Los miserables (Labaila tr.)/V.7.4
En los últimos meses de la primavera y los primeros del verano de 1833, se veía a un anciano vestido de negro que todos los días, a la misma hora, antes de oscurecer, salía de la calle del Hombre Armado y entraba en la de Saint-Louis.
Allí caminaba a paso lento, fija siempre la vista en un mismo punto que parecía ser para él una estrella, y que no era otra cosa que la esquina de la calle de las Hijas del Calvario. Cuanto más se acercaba a aquella esquina, más brillo había en sus ojos y una especie de alegría iluminaba sus pupilas como una aurora interior; tenía una expresión de fascinación y de ternura; sus labios se movían, como si hablasen a una persona sin verla; sonreía vagamente caminando a paso lento. Se diría que, aunque deseaba llegar, lo temía al mismo tiempo.
Cuando no faltaban sino unas cuantas casas, se detenía tembloroso, se asomaba tímidamente y había en esa trágica mirada algo semejante al deslumbramiento de lo imposible, y a la reverberación de un paraíso cerrado. Luego una lágrima resbalaba por su mejilla, yendo a parar a veces a la boca donde el anciano sentía su sabor amargo.
Permanecía allí unos pocos minutos, cual si fuera de piedra, y después se volvía por el mismo camino y con igual lentitud; su mirada se apagaba a medida que se alejaba. Gradualmente el anciano cesó de ir hasta la esquina de las Hijas del Calvario.
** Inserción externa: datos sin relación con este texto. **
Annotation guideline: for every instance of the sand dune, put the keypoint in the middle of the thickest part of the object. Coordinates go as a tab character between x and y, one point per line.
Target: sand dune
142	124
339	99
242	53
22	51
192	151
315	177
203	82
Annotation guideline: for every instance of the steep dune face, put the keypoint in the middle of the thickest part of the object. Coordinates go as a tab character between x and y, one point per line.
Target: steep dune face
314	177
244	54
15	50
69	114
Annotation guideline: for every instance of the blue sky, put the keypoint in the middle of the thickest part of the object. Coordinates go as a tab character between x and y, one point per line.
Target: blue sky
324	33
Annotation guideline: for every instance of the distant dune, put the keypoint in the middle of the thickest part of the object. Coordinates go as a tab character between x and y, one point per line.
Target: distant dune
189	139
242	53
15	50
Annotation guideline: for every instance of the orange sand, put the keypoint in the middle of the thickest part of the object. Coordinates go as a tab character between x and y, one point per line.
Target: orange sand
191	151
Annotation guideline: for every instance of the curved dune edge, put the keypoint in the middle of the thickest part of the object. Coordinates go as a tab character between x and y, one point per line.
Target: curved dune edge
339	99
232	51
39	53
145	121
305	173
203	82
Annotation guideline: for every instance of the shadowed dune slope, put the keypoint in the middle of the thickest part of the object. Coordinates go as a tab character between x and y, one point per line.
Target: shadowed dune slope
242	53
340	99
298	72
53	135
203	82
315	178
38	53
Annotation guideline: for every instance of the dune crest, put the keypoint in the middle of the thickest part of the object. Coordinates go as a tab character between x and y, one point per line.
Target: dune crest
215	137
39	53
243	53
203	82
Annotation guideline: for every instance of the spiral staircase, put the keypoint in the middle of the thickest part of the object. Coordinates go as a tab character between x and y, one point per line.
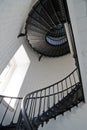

Se detenía a mitad de camino en la calle Saint-Louis. Al poco tiempo no pudo llegar siquiera hasta allí. Parecía un péndulo cuyas oscilaciones, por falta de cuerda, van acortándose hasta que al fin se paran.
Todos los días salía de su casa a la misma hora, emprendía el mismo trayecto, pero no lo acababa ya; y tal vez sin conciencia de ello, lo iba abreviando incesantemente. La expresión de su semblante parecía decir: ¿Para qué? La pupila estaba apagada y ya no había lágrima; sus ojos meditabundos permanecían secos.
A veces, cuando hacía mal tiempo, llevaba un paraguas que jamás abría. Los niños lo seguían y se burlaban de él.